Retail

Mobile Advertising Grows By Two-Thirds In 2015

According to new data from the Interactive Advertising Bureau, mobile accounted for the single largest individual segment of the $59.6 billion spent annually on online advertising.

All in, mobile accounted for 35 percent – at $20.68 billion – an impressive number in its own right, and a two-thirds increase from a year ago.

“Mobile’s impressive upswing is a testament to its increasing importance to marketers,” said Randall Rothenberg, president and CEO of IAB.

The report further noted ubiquity of access to consumers as a chief selling point of mobile advertising.

“Internet advertising was a disruptive innovation when the industry was formed,” says David Silverman, partner, PwC US. “Twenty years later we still see double-digit growth rates, including 20% in 2015. Three key disruptive trends — mobile, social, and programmatic — continue to fuel this exceptional rate of growth.”

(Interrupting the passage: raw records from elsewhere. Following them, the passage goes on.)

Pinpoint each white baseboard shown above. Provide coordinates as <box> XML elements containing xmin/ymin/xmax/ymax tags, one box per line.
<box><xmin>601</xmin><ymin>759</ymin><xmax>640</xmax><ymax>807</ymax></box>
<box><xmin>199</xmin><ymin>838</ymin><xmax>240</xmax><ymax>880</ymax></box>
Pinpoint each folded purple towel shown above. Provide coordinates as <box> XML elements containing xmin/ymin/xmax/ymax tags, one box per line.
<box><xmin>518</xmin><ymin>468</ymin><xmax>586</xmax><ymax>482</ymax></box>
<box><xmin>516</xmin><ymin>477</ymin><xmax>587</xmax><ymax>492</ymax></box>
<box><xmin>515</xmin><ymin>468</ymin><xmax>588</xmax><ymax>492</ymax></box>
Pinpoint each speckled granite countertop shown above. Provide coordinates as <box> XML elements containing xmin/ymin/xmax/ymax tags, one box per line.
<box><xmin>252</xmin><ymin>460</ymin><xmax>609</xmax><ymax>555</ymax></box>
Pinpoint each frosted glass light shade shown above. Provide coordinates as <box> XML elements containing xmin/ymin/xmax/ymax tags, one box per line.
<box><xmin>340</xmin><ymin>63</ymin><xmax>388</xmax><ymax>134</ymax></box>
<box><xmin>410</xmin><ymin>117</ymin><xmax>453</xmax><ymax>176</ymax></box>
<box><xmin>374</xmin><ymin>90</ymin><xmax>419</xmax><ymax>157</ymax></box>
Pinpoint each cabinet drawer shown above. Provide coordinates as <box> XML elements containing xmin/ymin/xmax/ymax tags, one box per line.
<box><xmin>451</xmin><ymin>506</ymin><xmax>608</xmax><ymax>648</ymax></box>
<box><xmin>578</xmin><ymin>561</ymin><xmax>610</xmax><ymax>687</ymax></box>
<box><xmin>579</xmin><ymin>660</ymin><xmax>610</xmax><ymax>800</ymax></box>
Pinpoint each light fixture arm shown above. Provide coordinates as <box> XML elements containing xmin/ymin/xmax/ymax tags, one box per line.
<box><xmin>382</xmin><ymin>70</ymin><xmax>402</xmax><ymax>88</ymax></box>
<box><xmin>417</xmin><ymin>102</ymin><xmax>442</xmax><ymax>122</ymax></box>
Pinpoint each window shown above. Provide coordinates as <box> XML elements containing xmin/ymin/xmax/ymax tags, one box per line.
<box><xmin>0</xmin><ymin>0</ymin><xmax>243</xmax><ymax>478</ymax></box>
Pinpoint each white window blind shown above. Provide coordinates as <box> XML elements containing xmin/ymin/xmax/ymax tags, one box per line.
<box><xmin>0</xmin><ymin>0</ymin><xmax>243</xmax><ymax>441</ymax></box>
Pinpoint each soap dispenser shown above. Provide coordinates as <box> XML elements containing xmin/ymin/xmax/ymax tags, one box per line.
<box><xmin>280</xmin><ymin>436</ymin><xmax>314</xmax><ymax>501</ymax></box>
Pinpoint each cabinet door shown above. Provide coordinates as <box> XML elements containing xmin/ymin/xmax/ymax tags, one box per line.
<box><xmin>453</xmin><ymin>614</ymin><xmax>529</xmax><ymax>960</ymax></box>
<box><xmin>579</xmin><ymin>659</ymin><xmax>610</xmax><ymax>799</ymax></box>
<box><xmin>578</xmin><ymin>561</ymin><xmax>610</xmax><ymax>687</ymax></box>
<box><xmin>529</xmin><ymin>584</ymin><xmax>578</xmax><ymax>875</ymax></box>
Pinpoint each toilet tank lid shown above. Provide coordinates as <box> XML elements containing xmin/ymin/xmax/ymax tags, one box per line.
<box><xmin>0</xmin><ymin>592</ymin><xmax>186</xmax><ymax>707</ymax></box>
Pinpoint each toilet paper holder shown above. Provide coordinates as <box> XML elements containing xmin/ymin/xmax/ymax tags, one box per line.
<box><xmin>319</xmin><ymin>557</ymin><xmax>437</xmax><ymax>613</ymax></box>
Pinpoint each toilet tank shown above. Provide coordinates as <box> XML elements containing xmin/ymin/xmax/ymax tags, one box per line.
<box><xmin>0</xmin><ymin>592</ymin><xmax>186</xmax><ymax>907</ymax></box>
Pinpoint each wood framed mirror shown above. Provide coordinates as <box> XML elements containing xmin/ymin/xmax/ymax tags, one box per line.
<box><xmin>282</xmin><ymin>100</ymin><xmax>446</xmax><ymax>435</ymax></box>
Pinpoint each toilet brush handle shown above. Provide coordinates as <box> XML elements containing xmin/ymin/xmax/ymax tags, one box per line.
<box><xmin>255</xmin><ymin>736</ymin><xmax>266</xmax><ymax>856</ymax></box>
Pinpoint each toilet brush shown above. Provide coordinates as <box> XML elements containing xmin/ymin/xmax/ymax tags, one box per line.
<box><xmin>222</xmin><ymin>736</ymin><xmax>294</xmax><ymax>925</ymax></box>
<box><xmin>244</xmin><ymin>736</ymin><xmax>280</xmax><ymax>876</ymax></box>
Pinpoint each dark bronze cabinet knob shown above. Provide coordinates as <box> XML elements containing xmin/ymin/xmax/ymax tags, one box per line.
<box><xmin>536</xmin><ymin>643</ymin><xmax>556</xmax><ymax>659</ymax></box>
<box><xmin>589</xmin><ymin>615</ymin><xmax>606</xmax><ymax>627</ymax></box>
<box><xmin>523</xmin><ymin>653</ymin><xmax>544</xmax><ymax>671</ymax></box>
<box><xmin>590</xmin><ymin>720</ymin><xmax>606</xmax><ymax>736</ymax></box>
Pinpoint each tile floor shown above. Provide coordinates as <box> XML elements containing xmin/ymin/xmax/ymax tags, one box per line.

Other areas of growth the report highlighted were in social media advertising, which was up 55.7 percent to $ 10.9 billion in revenue. The IAB defines social media as any advertisement delivered on a social media or gaming site or app, on any type of device, mobile or desktop.

Non-mobile search advertising also saw growth, though not in the sorts of insane figures the other categories were sporting – up 8 percent to 20.48 billion. Still that is enough to make non-mobile search the second biggest category in online revenue, representing 34 percent of total revenue.

“Retail advertisers continue to represent the largest category of Internet ad spending, responsible for 22% percent last year, followed by automotive and financial services which each accounted for 13% of the year’s revenues,” the report states.

Google, the leading Internet search provider, and Facebook, the biggest social network operator, together claimed a whopping 64 percent of the $59.6 billion in online advertising revenue, according to Pivotal Research analyst Brian Wieser.

Of that, Google grabbed the lionshare of $30 billion, leaving $8 billion behind for Facebook. Those big firm’s gains seem to have been smaller firms’ losses – as smaller companies actually lost marketshare over the last year.

“Smaller companies will continue to operate in the shadows of the industry’s two dominant players,” Wieser wrote in a note to investors.